Emile Berliner

Emil Berliner

Emile Berliner (formally known as Emil Berliner) was an inventor best known for developing the disc record gramophone. He founded The Berliner Gramophone Company in 1895, The Gramophone Company in London, England, Deutsche Gramophone in Hanover, Germany and Berliner Gram-o-phone Company of Canada.

Early Life and Career:

Emile Berliner was born in Hanover, Germany on the 20th of May 1851. He was one of thirteen children born to Samuel and Sarah Berliner. Following a few years of school in Hanover, Berliner was sent to Wolfenbuttel from which he graduated in 1865 at the age of fourteen. Berliner then spent several years there after doing odd jobs in Hanover to help support the large Berliner family. He migrated to the United States of America in 1870, where he lived in Washington, D.C. and officially turned a citizen in 1881. He became interested in the new audio technology of the telephone and phonograph, and invented an improved telephone transmitter. In 1886 Berliner began experimenting with methods of sound recording. He was granted his first patent for what he called the “gramophone” in 1887. Berliner’s other inventions include a new type of loom for mass-production of cloth; an acoustic tile and an early version of the helicopter.
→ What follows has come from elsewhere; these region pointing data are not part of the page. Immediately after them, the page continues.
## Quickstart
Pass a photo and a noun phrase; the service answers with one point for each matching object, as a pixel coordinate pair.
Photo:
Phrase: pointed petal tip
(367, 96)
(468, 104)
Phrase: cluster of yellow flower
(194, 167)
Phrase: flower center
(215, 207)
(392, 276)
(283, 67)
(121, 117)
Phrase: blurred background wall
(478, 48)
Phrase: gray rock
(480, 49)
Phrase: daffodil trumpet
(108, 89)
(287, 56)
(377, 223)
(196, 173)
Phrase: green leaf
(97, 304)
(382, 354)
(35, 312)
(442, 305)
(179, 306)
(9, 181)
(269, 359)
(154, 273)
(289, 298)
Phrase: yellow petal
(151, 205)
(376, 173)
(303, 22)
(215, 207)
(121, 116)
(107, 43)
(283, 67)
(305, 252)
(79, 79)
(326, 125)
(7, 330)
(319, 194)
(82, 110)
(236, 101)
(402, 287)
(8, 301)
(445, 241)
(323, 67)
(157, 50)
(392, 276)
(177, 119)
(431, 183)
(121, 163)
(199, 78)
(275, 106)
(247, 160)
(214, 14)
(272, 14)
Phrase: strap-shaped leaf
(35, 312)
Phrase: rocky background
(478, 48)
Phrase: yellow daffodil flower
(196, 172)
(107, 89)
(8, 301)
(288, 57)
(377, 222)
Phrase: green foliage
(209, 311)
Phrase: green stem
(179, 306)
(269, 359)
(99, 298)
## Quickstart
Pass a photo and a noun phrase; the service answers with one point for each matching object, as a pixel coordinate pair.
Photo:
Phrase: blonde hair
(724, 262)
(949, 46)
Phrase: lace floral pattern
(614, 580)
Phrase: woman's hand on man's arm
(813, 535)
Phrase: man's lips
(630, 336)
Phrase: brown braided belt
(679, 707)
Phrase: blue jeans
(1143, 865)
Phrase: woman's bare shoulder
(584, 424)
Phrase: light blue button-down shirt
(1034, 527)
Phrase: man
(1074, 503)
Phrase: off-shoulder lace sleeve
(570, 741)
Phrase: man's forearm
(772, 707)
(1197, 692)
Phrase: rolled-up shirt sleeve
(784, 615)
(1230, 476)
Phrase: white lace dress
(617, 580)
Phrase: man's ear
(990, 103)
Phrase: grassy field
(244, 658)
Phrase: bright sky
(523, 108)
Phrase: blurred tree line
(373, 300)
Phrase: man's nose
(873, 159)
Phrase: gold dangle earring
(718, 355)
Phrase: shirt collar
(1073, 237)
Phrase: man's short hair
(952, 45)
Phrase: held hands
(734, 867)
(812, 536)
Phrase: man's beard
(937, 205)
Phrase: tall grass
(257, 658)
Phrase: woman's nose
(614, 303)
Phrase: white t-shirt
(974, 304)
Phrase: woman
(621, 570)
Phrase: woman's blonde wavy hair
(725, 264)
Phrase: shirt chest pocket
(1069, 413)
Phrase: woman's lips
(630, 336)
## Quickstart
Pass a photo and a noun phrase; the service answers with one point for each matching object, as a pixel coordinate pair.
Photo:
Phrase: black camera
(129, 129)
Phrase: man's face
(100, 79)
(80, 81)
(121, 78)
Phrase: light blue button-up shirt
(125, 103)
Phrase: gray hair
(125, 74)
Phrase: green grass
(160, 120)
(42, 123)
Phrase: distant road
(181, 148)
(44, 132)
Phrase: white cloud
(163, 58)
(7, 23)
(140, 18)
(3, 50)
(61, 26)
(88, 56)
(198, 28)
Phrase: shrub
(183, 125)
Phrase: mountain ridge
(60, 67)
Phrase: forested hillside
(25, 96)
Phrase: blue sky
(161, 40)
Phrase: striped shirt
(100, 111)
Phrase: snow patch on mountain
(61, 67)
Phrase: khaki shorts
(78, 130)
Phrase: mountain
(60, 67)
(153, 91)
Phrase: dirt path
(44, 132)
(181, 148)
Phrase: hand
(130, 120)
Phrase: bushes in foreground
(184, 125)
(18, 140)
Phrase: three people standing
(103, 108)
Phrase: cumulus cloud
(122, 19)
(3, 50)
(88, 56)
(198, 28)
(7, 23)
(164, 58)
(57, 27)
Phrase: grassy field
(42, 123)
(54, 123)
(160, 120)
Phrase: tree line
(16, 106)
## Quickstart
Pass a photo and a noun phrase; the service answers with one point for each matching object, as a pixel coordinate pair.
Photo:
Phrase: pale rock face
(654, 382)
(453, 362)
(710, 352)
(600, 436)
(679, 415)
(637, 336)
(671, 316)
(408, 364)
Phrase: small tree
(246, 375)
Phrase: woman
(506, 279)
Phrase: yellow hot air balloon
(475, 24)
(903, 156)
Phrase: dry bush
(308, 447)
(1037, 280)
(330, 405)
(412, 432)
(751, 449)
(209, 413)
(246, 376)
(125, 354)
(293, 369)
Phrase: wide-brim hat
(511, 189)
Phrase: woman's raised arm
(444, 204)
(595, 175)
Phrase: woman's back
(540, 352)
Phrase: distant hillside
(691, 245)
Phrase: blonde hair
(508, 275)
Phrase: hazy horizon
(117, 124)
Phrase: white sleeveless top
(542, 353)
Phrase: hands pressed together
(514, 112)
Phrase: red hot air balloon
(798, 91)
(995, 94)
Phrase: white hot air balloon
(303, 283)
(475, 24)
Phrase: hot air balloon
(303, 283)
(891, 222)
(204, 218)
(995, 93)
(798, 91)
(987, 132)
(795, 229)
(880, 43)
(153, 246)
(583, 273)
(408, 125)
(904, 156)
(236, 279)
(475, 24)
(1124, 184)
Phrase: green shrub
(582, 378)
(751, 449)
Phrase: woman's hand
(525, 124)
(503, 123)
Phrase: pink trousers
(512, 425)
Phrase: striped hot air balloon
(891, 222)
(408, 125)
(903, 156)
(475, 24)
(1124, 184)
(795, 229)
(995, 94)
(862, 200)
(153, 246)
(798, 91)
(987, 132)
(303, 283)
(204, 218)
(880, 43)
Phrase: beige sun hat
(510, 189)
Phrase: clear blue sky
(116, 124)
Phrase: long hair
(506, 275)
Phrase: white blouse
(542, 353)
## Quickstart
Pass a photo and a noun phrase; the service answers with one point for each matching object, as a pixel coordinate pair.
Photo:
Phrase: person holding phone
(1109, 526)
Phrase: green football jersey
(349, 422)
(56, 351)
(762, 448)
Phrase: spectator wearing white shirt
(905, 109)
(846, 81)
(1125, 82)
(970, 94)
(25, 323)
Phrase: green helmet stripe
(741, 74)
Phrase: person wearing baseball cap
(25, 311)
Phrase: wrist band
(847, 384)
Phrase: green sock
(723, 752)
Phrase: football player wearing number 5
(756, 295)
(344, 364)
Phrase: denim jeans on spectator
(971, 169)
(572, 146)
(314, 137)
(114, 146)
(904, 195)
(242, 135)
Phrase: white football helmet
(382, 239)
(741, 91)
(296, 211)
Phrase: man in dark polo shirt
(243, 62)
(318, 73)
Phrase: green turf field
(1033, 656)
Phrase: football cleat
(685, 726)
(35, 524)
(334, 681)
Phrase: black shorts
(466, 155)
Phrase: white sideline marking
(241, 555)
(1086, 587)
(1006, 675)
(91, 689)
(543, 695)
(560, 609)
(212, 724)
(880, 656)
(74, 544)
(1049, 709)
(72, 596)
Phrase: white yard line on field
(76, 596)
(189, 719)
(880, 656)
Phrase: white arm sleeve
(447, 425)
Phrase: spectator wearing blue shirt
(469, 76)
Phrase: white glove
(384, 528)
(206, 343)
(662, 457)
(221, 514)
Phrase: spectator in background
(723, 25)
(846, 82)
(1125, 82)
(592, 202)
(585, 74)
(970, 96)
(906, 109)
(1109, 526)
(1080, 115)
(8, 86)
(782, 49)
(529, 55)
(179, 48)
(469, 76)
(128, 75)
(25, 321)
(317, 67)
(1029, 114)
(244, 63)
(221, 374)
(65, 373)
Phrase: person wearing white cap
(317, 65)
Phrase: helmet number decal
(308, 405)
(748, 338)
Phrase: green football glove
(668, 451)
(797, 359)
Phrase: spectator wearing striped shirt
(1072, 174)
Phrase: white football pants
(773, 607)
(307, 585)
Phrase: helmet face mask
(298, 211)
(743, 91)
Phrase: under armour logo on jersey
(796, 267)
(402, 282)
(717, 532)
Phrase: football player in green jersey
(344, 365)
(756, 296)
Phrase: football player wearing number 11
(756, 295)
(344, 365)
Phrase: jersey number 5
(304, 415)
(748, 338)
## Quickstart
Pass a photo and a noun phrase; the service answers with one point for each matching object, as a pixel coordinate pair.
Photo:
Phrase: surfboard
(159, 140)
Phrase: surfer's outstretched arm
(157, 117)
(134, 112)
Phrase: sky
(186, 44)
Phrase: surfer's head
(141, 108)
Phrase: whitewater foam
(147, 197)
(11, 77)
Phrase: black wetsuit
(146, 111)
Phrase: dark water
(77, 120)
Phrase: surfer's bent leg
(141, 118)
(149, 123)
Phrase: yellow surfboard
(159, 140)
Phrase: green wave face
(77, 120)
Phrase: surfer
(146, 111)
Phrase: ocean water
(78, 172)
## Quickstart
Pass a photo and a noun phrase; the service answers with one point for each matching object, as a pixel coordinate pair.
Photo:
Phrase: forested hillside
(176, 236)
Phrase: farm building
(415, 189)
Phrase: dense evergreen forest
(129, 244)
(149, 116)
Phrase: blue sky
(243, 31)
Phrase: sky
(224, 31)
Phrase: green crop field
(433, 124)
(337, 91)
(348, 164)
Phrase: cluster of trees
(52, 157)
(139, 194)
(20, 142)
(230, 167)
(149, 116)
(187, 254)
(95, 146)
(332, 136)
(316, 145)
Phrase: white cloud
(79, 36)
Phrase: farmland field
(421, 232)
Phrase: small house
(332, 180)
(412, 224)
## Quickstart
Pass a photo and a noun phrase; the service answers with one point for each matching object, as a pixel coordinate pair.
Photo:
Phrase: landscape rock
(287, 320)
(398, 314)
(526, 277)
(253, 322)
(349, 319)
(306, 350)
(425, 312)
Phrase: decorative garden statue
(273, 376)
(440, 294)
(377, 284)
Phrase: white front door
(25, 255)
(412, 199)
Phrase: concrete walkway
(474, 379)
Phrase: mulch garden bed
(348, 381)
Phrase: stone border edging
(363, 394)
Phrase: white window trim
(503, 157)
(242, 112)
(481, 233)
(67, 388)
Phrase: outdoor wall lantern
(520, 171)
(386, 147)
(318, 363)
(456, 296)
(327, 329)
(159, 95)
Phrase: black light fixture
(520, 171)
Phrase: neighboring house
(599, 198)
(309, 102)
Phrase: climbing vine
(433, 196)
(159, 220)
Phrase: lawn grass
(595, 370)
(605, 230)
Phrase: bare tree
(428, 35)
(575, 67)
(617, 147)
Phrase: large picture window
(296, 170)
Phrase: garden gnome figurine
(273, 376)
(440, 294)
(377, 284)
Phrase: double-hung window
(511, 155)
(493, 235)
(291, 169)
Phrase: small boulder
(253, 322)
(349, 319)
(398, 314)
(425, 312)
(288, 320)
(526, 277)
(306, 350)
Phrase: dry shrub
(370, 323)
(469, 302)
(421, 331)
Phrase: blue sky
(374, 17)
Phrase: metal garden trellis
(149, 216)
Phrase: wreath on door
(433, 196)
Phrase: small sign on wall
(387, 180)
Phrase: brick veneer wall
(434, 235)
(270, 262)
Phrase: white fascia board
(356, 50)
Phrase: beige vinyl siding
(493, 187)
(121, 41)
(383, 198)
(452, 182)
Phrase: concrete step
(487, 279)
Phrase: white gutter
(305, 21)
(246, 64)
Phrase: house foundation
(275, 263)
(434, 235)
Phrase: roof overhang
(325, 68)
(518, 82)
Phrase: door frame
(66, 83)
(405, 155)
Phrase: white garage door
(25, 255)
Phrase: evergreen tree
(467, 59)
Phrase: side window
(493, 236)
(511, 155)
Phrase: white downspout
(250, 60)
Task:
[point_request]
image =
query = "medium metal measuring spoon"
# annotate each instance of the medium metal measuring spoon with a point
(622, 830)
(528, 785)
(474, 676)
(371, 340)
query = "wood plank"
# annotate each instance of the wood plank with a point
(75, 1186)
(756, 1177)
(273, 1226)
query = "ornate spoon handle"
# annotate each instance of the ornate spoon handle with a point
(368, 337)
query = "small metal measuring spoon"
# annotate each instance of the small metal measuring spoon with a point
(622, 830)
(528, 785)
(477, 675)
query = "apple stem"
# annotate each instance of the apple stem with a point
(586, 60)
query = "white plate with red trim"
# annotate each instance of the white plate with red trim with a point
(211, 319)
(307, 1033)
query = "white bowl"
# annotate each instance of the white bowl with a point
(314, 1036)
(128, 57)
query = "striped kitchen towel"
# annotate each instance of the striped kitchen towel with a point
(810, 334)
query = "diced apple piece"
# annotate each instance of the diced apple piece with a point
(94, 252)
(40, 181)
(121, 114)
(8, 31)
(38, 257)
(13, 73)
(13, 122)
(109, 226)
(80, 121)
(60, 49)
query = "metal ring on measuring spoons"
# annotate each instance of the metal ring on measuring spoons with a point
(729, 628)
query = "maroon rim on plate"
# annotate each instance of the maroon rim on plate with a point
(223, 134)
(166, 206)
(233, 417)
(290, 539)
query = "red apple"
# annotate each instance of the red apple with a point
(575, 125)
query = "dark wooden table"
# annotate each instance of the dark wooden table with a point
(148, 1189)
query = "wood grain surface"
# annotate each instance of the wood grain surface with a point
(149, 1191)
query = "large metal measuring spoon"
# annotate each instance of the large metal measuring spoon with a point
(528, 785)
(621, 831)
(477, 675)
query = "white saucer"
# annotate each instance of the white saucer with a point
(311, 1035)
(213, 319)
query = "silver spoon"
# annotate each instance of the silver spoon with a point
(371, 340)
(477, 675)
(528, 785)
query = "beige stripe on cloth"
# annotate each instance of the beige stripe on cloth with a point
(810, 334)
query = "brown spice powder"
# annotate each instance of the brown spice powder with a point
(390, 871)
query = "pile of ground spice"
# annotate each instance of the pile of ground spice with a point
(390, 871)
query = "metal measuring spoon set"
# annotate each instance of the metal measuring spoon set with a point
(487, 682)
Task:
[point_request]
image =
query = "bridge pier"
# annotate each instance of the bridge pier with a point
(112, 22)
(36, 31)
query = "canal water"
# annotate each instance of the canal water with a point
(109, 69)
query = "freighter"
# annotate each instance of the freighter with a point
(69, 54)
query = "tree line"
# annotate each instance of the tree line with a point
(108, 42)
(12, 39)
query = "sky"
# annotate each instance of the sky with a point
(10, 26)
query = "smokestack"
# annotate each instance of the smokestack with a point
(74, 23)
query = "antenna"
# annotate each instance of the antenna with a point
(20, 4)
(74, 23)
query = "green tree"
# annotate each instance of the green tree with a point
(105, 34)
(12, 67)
Berliner started to compose as well. He expressed his love for America and the opportunities it had afforded him in a patriotic song which became a smash hit of its day: The Columbian Anthem- a song debuted in Washington on Washington’s Birthday at the 1897 national council of the Daughters of the American Revolution. As a composition it ranks easily with the best national hymns ever written.

Berliner turned his attention to the violin. It is well known that antique violins are consistently more brilliant over their entire range than new instruments. Berliner determined that the new instrument did not vibrate freely because the fibers of the wood under the bridge took much time to adjust to the uneven pressures transmitted by the strings through the bridge to the instruments body.

In 1909 he donated funds for an infirmary building at the Starmont Tuberculosis Sanitarium in Washington Grove, Maryland, dedicated to the memory of his father. Berliner was president of the Washington Tuberculosis Association for some years. In 1920 Berliner endowed a silver cup as an annual award by the Tuberculosis Association to the city whose school children were most engaged in his health crusade.

In 1899, Berliner wrote a book, Conclusions that speaks of his agnostic ideas on religion and philosophy.

Berliner was also awarded the Franklin Institute’s John Scott Medal in 1897, and later the Elliott Cresson Medal in 1913 and the Franklin Medal in 1929.


Emile Berliner died of a heart attack at the age of 78 and is buried in Rock Creek Cemetery in Washington, D.C. Through his innovations and inventions, he left invaluable legacies in communications, acoustics, and aeronautics to America and to the rest of the world.